Abstract. As part of its objective to achieve Zero Hunger under SDG2 the United Nations World Food Programme, in partnership with Governments, NGOs and other UN agencies, supports food insecure communities to increase natural resource availability and improve their management. This is done mostly through the building and rehabilitation of soil and water conservation assets (e.g., small dams, weirs, landscape restoration) and structures that increase productivity (e.g., vegetable gardens, irrigation canals). To adequately monitor these activities around the globe simultaneously, remote sensing was found to be an adequate tool. This study introduces the use of high-resolution satellite imagery, and more specifically NDVI derived from the Landsat series to verify and quantify the impact of such development projects.
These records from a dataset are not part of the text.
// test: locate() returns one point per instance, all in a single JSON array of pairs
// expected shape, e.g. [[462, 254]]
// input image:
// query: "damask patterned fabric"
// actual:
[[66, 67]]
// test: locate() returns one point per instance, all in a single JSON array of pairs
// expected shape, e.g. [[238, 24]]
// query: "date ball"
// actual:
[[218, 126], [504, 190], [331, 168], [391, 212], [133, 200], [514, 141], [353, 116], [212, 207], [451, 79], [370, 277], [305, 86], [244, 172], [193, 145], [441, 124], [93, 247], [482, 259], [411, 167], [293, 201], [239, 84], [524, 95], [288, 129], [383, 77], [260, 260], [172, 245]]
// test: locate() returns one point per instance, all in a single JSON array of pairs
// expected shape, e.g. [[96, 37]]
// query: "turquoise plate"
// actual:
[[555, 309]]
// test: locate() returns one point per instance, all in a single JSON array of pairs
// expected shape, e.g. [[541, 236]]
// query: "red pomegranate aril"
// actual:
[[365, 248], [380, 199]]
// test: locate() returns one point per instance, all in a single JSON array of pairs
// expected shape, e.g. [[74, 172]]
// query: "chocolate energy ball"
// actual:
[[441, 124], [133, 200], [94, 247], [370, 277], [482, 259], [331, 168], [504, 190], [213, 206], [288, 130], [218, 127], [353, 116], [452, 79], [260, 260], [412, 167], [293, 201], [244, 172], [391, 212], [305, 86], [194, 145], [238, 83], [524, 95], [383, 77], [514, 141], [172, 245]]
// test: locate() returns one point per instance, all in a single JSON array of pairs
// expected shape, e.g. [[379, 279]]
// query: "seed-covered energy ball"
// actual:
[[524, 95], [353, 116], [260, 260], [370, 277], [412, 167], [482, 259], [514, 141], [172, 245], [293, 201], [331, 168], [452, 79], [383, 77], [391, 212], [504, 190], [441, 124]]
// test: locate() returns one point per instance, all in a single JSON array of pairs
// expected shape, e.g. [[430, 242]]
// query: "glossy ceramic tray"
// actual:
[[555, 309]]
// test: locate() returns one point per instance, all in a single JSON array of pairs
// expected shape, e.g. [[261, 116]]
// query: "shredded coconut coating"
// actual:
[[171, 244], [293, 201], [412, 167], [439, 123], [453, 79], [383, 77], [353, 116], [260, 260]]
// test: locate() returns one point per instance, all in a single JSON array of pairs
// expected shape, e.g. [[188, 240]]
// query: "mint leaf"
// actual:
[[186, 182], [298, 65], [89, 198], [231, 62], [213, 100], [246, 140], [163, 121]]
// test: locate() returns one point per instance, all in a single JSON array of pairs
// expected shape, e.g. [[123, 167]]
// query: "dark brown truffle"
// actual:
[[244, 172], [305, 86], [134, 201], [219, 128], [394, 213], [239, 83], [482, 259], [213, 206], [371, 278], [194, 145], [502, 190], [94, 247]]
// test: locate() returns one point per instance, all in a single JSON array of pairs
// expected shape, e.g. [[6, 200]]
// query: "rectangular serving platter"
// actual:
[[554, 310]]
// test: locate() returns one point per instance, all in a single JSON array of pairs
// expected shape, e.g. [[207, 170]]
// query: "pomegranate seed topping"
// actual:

In total 121 projects in 10 countries and six different climate zones were analyzed using a pre- and post-implementation comparison and a Before-After Control Impact (BACI) study considering randomly selected control sites. Both approaches were found to show robust results throughout the different countries, project types and climate zones. 67% of all projects showed significant improvements in vegetation conditions during the wet seasons only three years after the implementation. Using the proposed workflow based on Python scripting and cloud computing of satellite data, fast and robust analyses can be achieved, while assuring constant data quality.